Les rêves abstraits de Frédéric Michalak

Le sourire au coin des lèvres et l’âme d’un poète affranchi, Frédéric Michalak est un amoureux de l’abstraction. Venez découvrir sur son stand la peinture abstraite sous toutes ses coutures et laissez votre œil naviguer entre œuvres aux milles couleurs et monochromes chargés d’intensité…

 

Parlez-nous de votre parcours

Depuis mon jeune âge, je suis sensible à l’art. Peintre à ses heures perdues, ma mère m’a très naturellement transmis son goût pour la peinture disposant des toiles, de ci de là, aux quatre coins de la maison. Ainsi enfant, je découvrais toiles et maîtres avec la même stupeur et ce désir grandissant d’en contempler de nouveaux.

L’impressionnisme m’a particulièrement touché dans ma jeunesse, puis mon adolescence m’a emmené vers la peinture ancienne, les grandes écoles, espagnole, hollandaise, française… Du figuratif mon œil s’est porté sur l’abstrait, se forgeant avec le temps. Aujourd’hui, même si j’apprécie toujours autant une peinture ancienne ou post-moderne, je m’intéresse essentiellement à l’abstrait.

De nombreux voyages ont bercés mon parcours, m’amenant à la rencontre d’œuvres aux mille origines. J’ai pourtant pris quelques années à me lancer et me dédier à mon amour de la peinture. C’est vers 35 ans, qu’enfin, je me suis senti prêt à assumer un métier passion et à embrasser le plaisir de l’indépendance, avec tous les risques que cela engendre.

 

Quelle est votre spécialité ?

Je préfère parler d’orientation picturale, que je dirais axée sur l’abstraction. J’ai plaisir à défendre de petits artistes dont j’achète les œuvres par goût et sensibilité. J’écoute librement mes émotions mais la composition participe aussi à mes choix, la cohérence du stand en découle par la suite aisément.

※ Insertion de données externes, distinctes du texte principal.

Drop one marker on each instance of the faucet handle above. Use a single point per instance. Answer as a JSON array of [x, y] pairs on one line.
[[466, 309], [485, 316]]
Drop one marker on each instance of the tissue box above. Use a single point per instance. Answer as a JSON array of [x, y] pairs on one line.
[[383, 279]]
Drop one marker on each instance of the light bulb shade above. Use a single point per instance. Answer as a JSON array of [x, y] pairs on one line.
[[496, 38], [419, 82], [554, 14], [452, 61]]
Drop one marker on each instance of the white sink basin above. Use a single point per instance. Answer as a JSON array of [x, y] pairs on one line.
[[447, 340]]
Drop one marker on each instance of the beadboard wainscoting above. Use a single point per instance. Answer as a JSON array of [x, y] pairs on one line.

Je propose des pièces assez particulières, mes clients sont donc souvent avertis ou des amoureux de l’art. Il faut apprécier ou comprendre, je vends ainsi souvent à des décorateurs mais les particuliers craquent de plus en plus. Toute la notion de l’abstraction est là, pouvoir acheter au coup de cœur sans forcément comprendre…

Je présente ainsi des artistes comme Jacques Germain, Angel Alonso, Jacques Nestlé, Maurice Morel, Carlos Carnero… Trouver les lots qui permettent de voir l’évolution de leur travail au travers de plusieurs œuvres est un bonheur, aussi rare soit-il. L’abstraction d’après-guerre m’inspire grandement, mais je reste attentif aux artistes contemporains, afin d’en connaître les successeurs.

 

Pourquoi Paul Bert Serpette ?

Initialement installé aux Puces de Vanves, j’admets avoir eu quelques aprioris sur Paul Bert Serpette, que je regrette maintenant. J’aurais très certainement dû venir plus tôt mais aujourd’hui je suis établi à Paul Bert et ne compte plus en partir ! Nous représentons ici un regroupement important de marchands en relation avec le monde extérieur. J’éprouve chaque week-end ce même plaisir du partage et de l’échange. Il m’arrive de parler anglais, espagnol ou allemand en quelques heures à peine, ce qui apporte un peu de dépaysement ! C’est un endroit unique au sein duquel l’union fait la force.

 

 

 

Parlez-nous d’une pièce coup de cœur

Je souhaiterais vous parler d’une gouache de Jacques Nestlé, l’un des artistes que j’apprécie et que je vends le plus. Né en 1907, il a traversé le siècle abordant tour à tour plusieurs sujets dans son art, la forêt, les natures mortes, l’abstraction, la femme… Son talent appelle, à mon sens, une reconnaissance bien plus grande et cela devrait naître dans les années à venir. Il est aussi bon dans les petits formats que les moyens et les grands, avec tous les mediums, l’encre, la gouache, l’aquarelle, l’huile, le collage… Il sait tout faire, à l’image des plus grands. Etant resté discret tout au long de sa vie, le temps lui donnera l’attention qu’il mérite.

Je présente en ce moment une gouache dont l’espace et la composition m’émeuvent. Ce n’est pas forcément sa création la plus spectaculaire mais j’ai l’impression que Jacques Nestlé se laisse aller sur cette gouache… Cette œuvre sur papier requiert d’être marouflée sur toile, c’est en effet le meilleur moyen de représentation pour tel format, à savoir 160 par 130 cm.